This sounds like a fairly ominous collection: detailed maps, rolling protests, killer kilocalories and powerful 80-year-olds. Read closely, though, all is benign. Except the calories.

  • Ever find yourself in a new town and wonder about nearby recreational resources? It’s easy enough to find the national parks, and fairly easy to find the state parks. But local parks are less easy to find and anyway you don’t care about who manages the land. You just want to know where you can hike or camp. That’s why the ParkFinder feature on L.L. Bean’s website is a blessing. It generates maps that consolidate information on local, state and federal parks in an area, customizable by zip code. It also lets you filter by activity. ParkFinder is also available as an app for your tablet or smartphone.

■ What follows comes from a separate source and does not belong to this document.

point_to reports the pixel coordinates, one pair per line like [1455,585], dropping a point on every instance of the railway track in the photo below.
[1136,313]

  • Hundreds of Toronto citizens rose up…or rolled up…in protest last Wednesday over the city’s decision to remove bike lanes from busy Jarvis Street. This looks like a pretty frenetic flip-flop: the City Council voted to install the lanes in July 2010 and then voted to remove them in July 2011. And the reasoning isn’t clear. Commute times slowed a few minutes (literally, a few: two minutes in the morning and three to four in the evening) but a staff report says the number of cyclists on the street has tripled since the lanes were installed. And collisions are down. So…do what you will Toronto. But we don’t want to hear one word out of you on obesity. Or heart disease. Or clogged streets. You just forfeited your right to complain about these things. Seriously. Shush. No one is listening.

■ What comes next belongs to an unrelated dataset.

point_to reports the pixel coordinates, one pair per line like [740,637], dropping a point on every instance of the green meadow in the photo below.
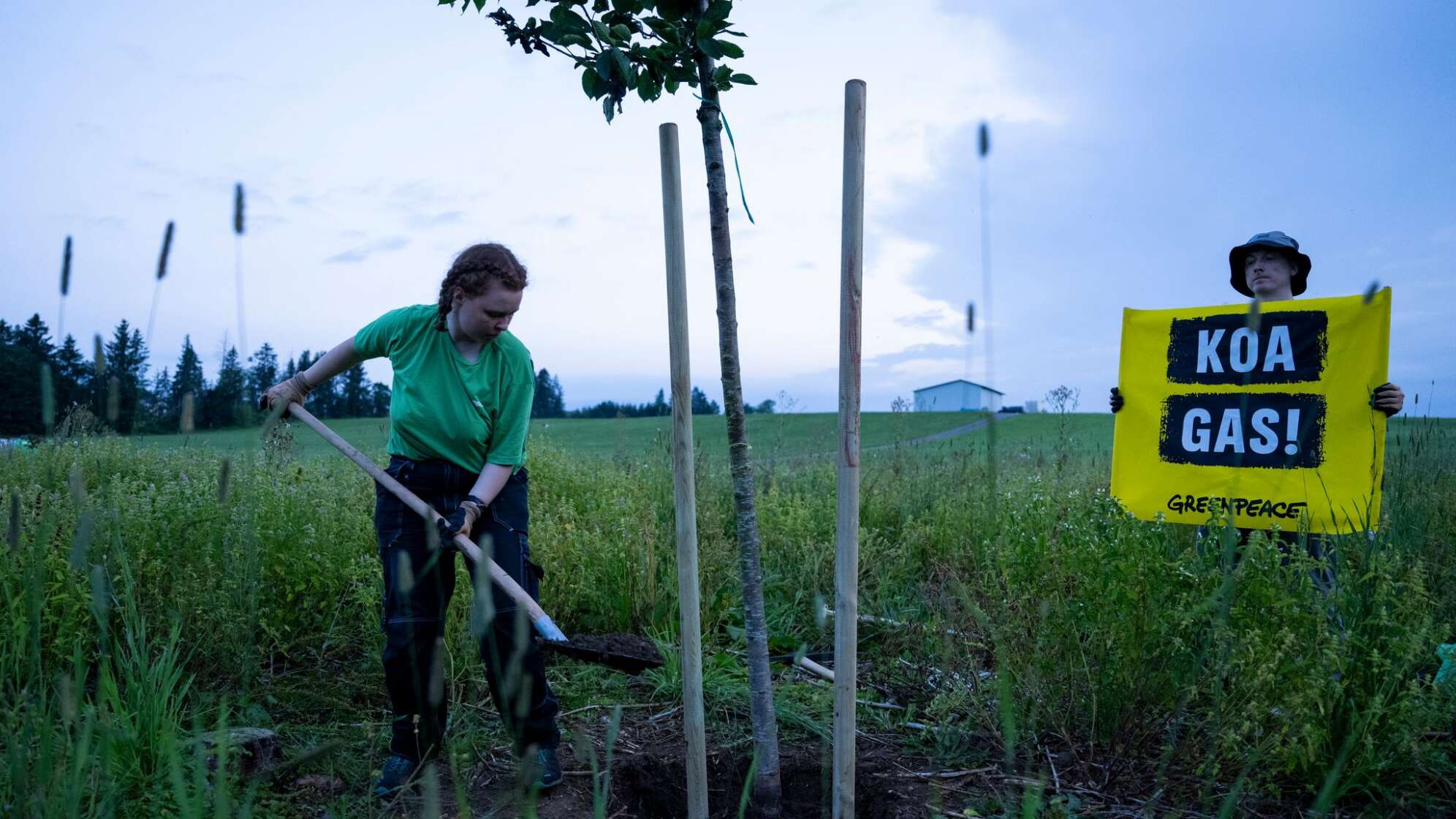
[1055,654]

  • We ran a post earlier this week that might have betrayed a hint of frustration over the complexities of figuring out a healthy diet for anyone who is active and older. The easiest part seemed to be calories: you want to be somewhere between 2,000 and 2,800 depending on your age, gender and level of activity. Right? Then we were reminded of a study by the Mayo Clinic that found “an increased risk of mild cognitive impairment (MCI) in people 70 or older” who overate. And overeating in this context is not much: “people who consumed more than 2,142, kilocalories a day had nearly twice the risk of MCI as those eating fewer than 1,526 kilocalories a day.” And the more calories, the higher the risk. So just screw it. We’re eating what we want.
  • We don’t follow the Senior Games closely, but every so often we hear about something spectacular. This qualifies:  two world records were set at the Pasadena (California) games  last Sunday. Eighty-one-year-old Joel DiMarco bench-pressed 245 pounds (!) while and Ruth Saenz (80) set the record in the women’s bench press with 70 pounds. Kudos to both.

Image: screen grab of L.L. Bean’s ParkFinder, Yosemite area.